Отставной командир танка, бегло взглянув на лицо Босикомшина, прищурил глаза и, глядя так в потолок, сказал:
– А давайте, я сейчас угадаю, куда вы направлялись, но неудачно? Вы, я думаю, шли к моему соседу, и не застали. Точно. У вас такой вид… минуточку, я сейчас попробую выразить, чтоб и мне самому понятно было… вы, вроде бы, тоже человек от искусства, из богемы, не от мира сего, так сказать. Вы чем-то похожи на него и на прежних гостей Егорыча. Выражение вашего лица мне подсказывает. Теперь, правда, к нему давно никто не ходит, если не считать меня. Вы первый за целый год. Да. А у нас в доме, кроме Егорыча, не проживает больше никого из таких, подобных ему людей, которые как бы не от мира сего: творческих работников. Значит вы именно из тех давних друзей-художников, которых я уже не застал, потому что живу здесь всего-то с десяток лет. Вы к нему и пришли, но подвернулась неудача.
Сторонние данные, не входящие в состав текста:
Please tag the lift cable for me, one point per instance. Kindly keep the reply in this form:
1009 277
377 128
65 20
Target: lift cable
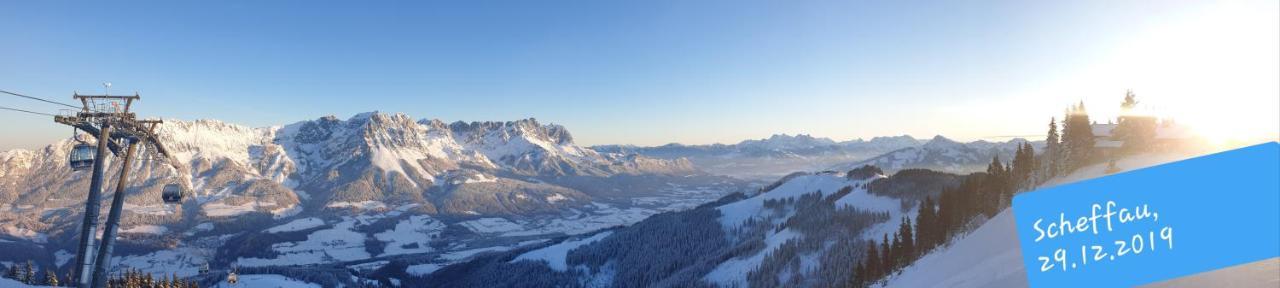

Босикомшин такой проницательности не ожидал – от человека в тельняшке-безрукавке. Он внутренне вздрогнул, но внешних перемен в лице не проявил. Так случилось оттого, что музыка звёзд всё ещё будто висела в нём, да не сразу оборвалась, вот и выражение лица продолжало удерживать вид состояния «не от мира сего». А взгляд, в общем-то, без особого намерения просто немного задержался на отставленной чашке с чаем. Гость, по-видимому, просто рассчитывал пронзить её насквозь. Но ответной проницательности у косной посуды не случилось. Через толстые фаянсовые стенки ему не удалось увидеть недопитого внутреннего содержимого. И поток нездешней музыки сошёл на нет. Возможно, одновременно с течением упадка внутреннего состояния, и на лице утратились особые чёрточки, по коим наш танкист определил его человеком богемного цеха. Но сей потери никто не заметил, поскольку никто в этот миг на него не глядел.
– Таким образом, если вы соседа моего не дождётесь, то я могу ему передать о вашем приходе, он вам позвонит, если хотите, – продолжил хозяин, прекратив прищуриваться, но оставляя взгляд на потолке.
«Да, отставные ратники, действительно, всё обо всех знают», – недавнее сомнение покинуло гостя, вроде бы званого и, будто нежеланного. Но, обретя при помощи такого наблюдения ещё не совсем обосновавшуюся в нём твёрдость, оседающую лишь на донышке мысли, – уверенности в продолжении действий, а правильнее сказать, в бездействии, у него не прибавилось.
– Угу, – он повторил немногословное почти согласие, но поднялся, чтобы уйти.